Well, I've been out of it for quite a while, and I'm certainly willing to take your word for it Chris, but when I was a lot younger the several folks I knew that had P51's were all high time pilots. I guess it's pretty scary to think of some guy with a hundred or so hours on the stick turned loose on a high performance machine like that. They can be pretty unforgiving of mistakes.
Randy Cuberly
It's always been the same, Randy. In the mid sixties a Dr. Dick Snyder wrote a thesis based on the problems low time pilots had with high performance fighters surplussed at the time. He specified the P-51 for his paper. There were some sad and humorous stories in those case files. The rock and roll roadie flying his in just a bathing suit was very funny and understandable! I think it's online as a file for download, just google something like "Low time pilots and high performance fighters, P-51, Dr. Richard Snyder",or something like that and it'll come up.
There was a guy in southern Cal just 5 years or so ago that torque rolled one in inverted after a go around attempt during his first Mustang solo. Bad scene but a classic review of the old problem, which is allowing the airplane to fly itself in an untrimmed condition (landing trim for low power quickly adding high power resulting in a mistrimmed condition) into an inverted attitude close to the ground.
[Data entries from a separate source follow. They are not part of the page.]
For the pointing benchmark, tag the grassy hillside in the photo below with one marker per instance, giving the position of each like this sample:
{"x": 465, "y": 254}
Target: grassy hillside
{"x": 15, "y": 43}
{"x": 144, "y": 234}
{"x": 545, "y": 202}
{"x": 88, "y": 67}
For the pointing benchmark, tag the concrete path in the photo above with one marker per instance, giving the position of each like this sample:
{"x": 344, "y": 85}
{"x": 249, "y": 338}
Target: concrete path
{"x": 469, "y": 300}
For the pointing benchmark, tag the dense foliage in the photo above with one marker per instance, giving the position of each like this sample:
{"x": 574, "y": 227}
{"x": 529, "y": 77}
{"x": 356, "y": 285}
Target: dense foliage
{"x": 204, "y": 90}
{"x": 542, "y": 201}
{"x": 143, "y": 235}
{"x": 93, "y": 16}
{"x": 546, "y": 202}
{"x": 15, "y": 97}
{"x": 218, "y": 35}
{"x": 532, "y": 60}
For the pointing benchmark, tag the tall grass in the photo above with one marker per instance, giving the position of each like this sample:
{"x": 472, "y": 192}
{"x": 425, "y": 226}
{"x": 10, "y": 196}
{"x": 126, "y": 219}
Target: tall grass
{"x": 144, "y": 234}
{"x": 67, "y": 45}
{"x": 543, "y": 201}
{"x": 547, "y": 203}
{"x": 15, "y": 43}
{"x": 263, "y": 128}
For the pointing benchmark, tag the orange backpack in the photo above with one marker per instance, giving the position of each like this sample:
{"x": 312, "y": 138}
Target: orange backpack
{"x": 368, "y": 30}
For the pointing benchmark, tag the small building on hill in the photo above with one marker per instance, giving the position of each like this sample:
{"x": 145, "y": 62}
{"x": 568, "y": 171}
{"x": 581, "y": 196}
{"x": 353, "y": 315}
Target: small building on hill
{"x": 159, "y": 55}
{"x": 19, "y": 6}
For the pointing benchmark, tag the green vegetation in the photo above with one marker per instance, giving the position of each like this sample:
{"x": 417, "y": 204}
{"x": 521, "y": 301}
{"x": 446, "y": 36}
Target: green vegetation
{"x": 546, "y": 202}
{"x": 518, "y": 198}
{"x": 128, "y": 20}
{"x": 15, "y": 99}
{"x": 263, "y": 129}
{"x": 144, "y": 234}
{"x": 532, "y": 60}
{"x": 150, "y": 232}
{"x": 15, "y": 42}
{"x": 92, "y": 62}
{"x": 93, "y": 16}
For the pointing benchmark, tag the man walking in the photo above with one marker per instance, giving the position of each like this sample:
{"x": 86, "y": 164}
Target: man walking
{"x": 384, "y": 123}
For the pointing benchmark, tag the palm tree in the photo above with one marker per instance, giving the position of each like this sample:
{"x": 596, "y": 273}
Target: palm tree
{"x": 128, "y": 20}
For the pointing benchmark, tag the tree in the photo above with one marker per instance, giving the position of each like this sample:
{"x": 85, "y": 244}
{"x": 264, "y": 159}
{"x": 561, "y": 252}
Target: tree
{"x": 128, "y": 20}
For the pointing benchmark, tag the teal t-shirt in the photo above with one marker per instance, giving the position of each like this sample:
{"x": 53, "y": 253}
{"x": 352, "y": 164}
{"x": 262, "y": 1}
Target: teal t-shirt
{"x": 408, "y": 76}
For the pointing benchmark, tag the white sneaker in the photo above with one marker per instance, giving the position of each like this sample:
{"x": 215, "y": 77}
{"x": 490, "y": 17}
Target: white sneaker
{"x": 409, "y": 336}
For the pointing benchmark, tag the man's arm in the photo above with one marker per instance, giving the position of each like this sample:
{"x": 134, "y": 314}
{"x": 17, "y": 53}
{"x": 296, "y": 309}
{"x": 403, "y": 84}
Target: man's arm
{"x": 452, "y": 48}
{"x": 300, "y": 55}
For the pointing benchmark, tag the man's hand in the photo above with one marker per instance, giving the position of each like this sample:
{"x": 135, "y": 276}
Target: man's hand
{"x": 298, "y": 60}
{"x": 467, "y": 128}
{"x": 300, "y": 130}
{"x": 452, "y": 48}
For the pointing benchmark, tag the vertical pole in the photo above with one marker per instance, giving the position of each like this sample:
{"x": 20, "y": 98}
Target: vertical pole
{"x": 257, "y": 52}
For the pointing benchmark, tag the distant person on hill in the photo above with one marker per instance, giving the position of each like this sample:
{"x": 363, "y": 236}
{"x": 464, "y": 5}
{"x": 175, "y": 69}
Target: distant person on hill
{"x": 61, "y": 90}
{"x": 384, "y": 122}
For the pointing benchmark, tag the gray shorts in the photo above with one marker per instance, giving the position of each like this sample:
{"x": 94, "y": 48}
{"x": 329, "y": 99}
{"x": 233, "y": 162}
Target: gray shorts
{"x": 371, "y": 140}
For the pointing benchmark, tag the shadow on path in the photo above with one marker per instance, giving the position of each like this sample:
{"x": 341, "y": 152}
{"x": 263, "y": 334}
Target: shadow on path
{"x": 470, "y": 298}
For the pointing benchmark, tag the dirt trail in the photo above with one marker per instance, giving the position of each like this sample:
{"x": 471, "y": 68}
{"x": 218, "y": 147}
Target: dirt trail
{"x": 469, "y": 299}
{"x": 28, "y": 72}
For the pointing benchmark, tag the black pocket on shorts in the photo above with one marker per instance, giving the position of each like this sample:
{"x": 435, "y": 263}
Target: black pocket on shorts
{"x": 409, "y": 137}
The problem wasn't the airplane, the pilot didn't add enough control input (rudder is the primary control because the roll doesn't start until the airplane is some 45 degrees off heading usually, aileron usually makes the problem worse by the time the roll develops) to stop the roll moment. The rudder has high control pressures at high power and one must really push to get the input necessary, 100 pounds or more.
The guy that crashed at Stellar Air Park in Phoenix a couple of years back did a similar thing but had some experience in the airplane. My friends with knowledge of the pilots technique considered him too extreme in his 3-point landing style and didn't consider the crosswind when operating during the crash flight. A few more MPH on approach and he would've been fine. He stalled the downwind wing, which was the left wing, and added high power which rolls the left wing down and yaws the airplane left. Once the wing stalls on a Mustang it really goes down in a hurry and wing up aileron input just exacerbates the wing drop too.
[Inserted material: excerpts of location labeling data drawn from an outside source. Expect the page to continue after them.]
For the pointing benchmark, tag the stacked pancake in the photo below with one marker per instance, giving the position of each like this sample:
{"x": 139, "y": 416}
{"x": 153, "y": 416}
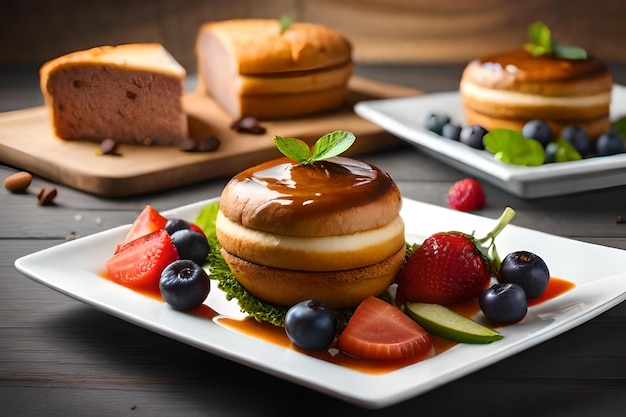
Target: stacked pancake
{"x": 257, "y": 68}
{"x": 509, "y": 89}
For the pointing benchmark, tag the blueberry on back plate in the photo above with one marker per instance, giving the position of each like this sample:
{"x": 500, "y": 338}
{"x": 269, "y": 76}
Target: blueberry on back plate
{"x": 191, "y": 245}
{"x": 610, "y": 143}
{"x": 451, "y": 131}
{"x": 472, "y": 136}
{"x": 578, "y": 138}
{"x": 174, "y": 224}
{"x": 435, "y": 121}
{"x": 538, "y": 130}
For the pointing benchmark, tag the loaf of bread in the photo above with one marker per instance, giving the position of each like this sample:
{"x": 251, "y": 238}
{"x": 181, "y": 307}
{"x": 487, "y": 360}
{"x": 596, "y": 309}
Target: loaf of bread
{"x": 507, "y": 90}
{"x": 253, "y": 68}
{"x": 130, "y": 93}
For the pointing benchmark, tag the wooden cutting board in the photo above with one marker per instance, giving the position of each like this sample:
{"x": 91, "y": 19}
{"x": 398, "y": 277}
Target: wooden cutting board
{"x": 27, "y": 142}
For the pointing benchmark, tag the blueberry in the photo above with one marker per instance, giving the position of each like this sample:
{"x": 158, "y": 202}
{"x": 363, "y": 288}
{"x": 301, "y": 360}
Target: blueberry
{"x": 191, "y": 245}
{"x": 538, "y": 130}
{"x": 310, "y": 325}
{"x": 451, "y": 131}
{"x": 503, "y": 303}
{"x": 184, "y": 285}
{"x": 176, "y": 224}
{"x": 435, "y": 121}
{"x": 527, "y": 270}
{"x": 610, "y": 143}
{"x": 578, "y": 138}
{"x": 473, "y": 136}
{"x": 550, "y": 153}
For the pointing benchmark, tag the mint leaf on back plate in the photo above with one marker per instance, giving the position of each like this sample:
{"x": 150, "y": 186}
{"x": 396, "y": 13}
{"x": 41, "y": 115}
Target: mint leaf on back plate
{"x": 540, "y": 42}
{"x": 540, "y": 38}
{"x": 511, "y": 147}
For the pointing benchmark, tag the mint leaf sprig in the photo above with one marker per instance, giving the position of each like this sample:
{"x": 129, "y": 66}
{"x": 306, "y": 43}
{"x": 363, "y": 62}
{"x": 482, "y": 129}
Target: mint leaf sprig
{"x": 541, "y": 43}
{"x": 329, "y": 145}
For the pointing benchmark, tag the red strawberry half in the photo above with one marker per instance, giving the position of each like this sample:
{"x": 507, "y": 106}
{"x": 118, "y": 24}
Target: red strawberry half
{"x": 450, "y": 267}
{"x": 466, "y": 195}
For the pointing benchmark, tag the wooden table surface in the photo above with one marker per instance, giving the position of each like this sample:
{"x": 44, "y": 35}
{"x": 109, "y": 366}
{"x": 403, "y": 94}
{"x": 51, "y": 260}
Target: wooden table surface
{"x": 61, "y": 357}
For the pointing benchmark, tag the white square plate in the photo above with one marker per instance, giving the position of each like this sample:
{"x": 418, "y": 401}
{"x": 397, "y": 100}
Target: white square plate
{"x": 404, "y": 117}
{"x": 73, "y": 268}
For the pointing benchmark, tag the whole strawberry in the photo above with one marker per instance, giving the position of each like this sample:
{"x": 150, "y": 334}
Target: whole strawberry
{"x": 466, "y": 195}
{"x": 449, "y": 267}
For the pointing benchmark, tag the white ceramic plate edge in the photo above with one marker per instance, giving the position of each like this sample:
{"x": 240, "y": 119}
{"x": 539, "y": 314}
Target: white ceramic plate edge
{"x": 595, "y": 293}
{"x": 404, "y": 117}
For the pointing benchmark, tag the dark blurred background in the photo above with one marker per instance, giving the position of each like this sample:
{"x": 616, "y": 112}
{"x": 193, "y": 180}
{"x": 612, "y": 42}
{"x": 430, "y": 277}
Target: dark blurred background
{"x": 383, "y": 31}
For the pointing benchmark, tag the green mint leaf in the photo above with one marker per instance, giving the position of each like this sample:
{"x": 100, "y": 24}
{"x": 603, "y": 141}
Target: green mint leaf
{"x": 206, "y": 221}
{"x": 296, "y": 149}
{"x": 541, "y": 43}
{"x": 329, "y": 145}
{"x": 619, "y": 126}
{"x": 332, "y": 144}
{"x": 285, "y": 21}
{"x": 511, "y": 147}
{"x": 540, "y": 35}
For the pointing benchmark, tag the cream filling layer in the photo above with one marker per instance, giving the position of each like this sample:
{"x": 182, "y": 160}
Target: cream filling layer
{"x": 325, "y": 253}
{"x": 531, "y": 100}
But those are just a few of the ways to get killed in it. The low speed, high power accidents are usually from mishandling, just as is most every other. There are many accidents from people not appreciating the medical nuances of high altitude flight without oxygen, and many high speed impacts with the ground during aerobatics.
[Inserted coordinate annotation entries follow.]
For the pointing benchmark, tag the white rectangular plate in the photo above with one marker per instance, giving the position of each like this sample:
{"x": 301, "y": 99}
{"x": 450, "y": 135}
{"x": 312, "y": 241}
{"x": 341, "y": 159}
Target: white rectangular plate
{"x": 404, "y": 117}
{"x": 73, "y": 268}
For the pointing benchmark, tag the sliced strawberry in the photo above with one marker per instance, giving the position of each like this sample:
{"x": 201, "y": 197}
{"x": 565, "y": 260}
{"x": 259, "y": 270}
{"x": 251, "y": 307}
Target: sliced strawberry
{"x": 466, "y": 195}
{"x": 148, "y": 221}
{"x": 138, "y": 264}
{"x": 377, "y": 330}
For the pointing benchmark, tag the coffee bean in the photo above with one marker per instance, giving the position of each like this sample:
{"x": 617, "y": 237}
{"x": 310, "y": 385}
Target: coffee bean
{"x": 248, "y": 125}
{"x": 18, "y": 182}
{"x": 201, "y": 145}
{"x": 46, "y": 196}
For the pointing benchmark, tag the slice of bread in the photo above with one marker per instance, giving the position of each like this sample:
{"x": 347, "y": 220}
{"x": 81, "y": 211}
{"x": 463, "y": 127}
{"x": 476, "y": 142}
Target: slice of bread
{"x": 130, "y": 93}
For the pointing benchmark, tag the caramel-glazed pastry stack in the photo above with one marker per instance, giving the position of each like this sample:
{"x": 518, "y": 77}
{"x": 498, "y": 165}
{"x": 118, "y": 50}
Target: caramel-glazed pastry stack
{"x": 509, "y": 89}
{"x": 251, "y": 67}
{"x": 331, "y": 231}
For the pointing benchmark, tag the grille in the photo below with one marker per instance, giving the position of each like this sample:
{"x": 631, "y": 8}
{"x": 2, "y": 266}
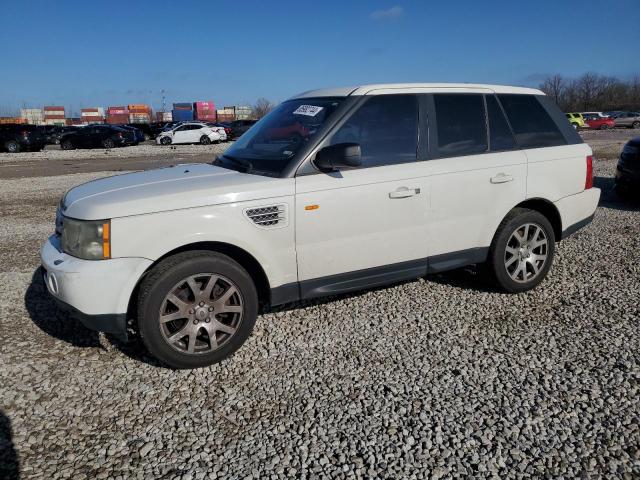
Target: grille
{"x": 268, "y": 217}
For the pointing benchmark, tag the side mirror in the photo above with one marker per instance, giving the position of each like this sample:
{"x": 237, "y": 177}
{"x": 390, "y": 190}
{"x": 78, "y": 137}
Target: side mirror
{"x": 341, "y": 155}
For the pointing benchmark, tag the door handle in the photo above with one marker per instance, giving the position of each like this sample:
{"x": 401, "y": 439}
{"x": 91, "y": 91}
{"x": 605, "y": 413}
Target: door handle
{"x": 501, "y": 178}
{"x": 404, "y": 192}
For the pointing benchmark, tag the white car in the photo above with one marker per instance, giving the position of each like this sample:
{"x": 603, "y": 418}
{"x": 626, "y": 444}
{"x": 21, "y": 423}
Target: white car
{"x": 190, "y": 132}
{"x": 335, "y": 190}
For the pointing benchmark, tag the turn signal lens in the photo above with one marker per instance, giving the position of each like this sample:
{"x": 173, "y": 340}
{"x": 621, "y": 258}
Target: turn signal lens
{"x": 588, "y": 183}
{"x": 106, "y": 240}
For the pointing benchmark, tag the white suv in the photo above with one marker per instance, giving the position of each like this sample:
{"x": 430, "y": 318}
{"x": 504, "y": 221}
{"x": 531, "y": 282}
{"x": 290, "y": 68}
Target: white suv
{"x": 191, "y": 133}
{"x": 335, "y": 190}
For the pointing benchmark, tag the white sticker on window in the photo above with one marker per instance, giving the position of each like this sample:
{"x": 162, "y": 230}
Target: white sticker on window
{"x": 308, "y": 110}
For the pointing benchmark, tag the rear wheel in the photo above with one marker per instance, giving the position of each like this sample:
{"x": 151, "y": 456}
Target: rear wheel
{"x": 522, "y": 250}
{"x": 12, "y": 146}
{"x": 196, "y": 308}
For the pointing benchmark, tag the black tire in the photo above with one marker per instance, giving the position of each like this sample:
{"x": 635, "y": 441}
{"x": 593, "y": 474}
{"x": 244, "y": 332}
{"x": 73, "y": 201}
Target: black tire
{"x": 12, "y": 146}
{"x": 160, "y": 282}
{"x": 496, "y": 262}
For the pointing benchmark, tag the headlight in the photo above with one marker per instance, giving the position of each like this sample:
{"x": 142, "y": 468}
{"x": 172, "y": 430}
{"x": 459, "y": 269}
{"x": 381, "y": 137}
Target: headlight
{"x": 86, "y": 239}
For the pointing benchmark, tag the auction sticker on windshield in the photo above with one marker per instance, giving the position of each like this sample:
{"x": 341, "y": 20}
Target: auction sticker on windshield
{"x": 308, "y": 110}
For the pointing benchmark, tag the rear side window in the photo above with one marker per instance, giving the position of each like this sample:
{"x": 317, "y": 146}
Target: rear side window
{"x": 532, "y": 125}
{"x": 386, "y": 127}
{"x": 500, "y": 136}
{"x": 460, "y": 123}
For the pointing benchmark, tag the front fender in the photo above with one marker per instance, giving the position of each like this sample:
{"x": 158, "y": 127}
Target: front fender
{"x": 154, "y": 235}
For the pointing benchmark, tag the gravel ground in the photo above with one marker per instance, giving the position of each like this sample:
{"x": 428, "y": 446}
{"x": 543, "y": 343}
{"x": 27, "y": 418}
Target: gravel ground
{"x": 433, "y": 378}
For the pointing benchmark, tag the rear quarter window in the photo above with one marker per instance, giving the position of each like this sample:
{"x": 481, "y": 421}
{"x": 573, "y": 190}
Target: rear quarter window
{"x": 532, "y": 125}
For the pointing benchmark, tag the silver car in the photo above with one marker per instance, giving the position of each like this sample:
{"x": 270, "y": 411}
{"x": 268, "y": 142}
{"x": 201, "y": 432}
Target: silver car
{"x": 627, "y": 119}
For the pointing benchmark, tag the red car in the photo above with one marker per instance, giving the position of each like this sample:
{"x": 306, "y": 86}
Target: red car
{"x": 599, "y": 123}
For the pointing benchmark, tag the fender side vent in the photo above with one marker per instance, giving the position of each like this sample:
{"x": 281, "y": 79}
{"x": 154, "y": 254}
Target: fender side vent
{"x": 268, "y": 217}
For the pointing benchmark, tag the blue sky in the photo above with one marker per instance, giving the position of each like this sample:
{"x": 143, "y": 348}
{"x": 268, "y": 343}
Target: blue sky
{"x": 100, "y": 53}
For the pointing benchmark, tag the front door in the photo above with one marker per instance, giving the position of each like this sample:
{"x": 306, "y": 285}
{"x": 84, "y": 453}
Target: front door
{"x": 365, "y": 226}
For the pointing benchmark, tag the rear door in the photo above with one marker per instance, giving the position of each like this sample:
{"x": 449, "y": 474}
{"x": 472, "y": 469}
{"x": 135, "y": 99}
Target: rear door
{"x": 477, "y": 175}
{"x": 372, "y": 217}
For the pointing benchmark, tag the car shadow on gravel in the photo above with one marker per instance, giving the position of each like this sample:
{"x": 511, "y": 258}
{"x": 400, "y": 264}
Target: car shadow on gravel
{"x": 46, "y": 316}
{"x": 9, "y": 462}
{"x": 610, "y": 199}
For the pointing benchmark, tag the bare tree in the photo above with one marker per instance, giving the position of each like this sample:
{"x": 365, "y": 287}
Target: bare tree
{"x": 554, "y": 86}
{"x": 261, "y": 108}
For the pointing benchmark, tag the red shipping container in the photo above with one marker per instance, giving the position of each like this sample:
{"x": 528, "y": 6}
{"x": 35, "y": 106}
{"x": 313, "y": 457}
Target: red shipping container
{"x": 117, "y": 119}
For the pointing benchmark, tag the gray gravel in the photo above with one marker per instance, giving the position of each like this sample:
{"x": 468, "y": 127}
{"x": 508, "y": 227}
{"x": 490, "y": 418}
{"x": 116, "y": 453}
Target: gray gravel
{"x": 433, "y": 378}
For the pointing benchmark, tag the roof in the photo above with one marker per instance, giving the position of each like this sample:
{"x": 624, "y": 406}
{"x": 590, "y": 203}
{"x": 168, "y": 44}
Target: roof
{"x": 386, "y": 88}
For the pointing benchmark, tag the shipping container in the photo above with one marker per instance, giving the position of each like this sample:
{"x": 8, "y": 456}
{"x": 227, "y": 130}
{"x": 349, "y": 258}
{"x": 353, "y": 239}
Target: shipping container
{"x": 117, "y": 119}
{"x": 182, "y": 115}
{"x": 4, "y": 120}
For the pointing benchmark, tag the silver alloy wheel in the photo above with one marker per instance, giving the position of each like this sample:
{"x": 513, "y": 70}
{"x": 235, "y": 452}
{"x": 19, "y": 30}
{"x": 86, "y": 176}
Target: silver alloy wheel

For the most part it's easy to fly and has a nice wide landing gear and steerable tailwheel. It doesn't accelerate very quickly compared to a jet, has a nice, slow, long takeoff run and if one has it trimmed correctly and pushes hard enough on the rudder pedal it can handle a heck of a left crosswind on take off just fine. It weighs 8,000 lbs and only has 1500 hp and an 11 foot prop so it's kind of between a T-6 and a Corsair (which I only wish I could fly, or Bearcat too) so it doesn't really have great take off and climb, the performance is once the nose is down and the cruise power set where it's speed shows up. It just keep accelerating to a high indicated speed. Typical is 2450 rpm and 36 inches gets 270 mph for 70 gallons per hour fuel burn.
Great light plane, when I win the lotto I'll have mine with leather interior, dual freon air conditioners (it needs them) and a super snazzy 60's civilian paint job!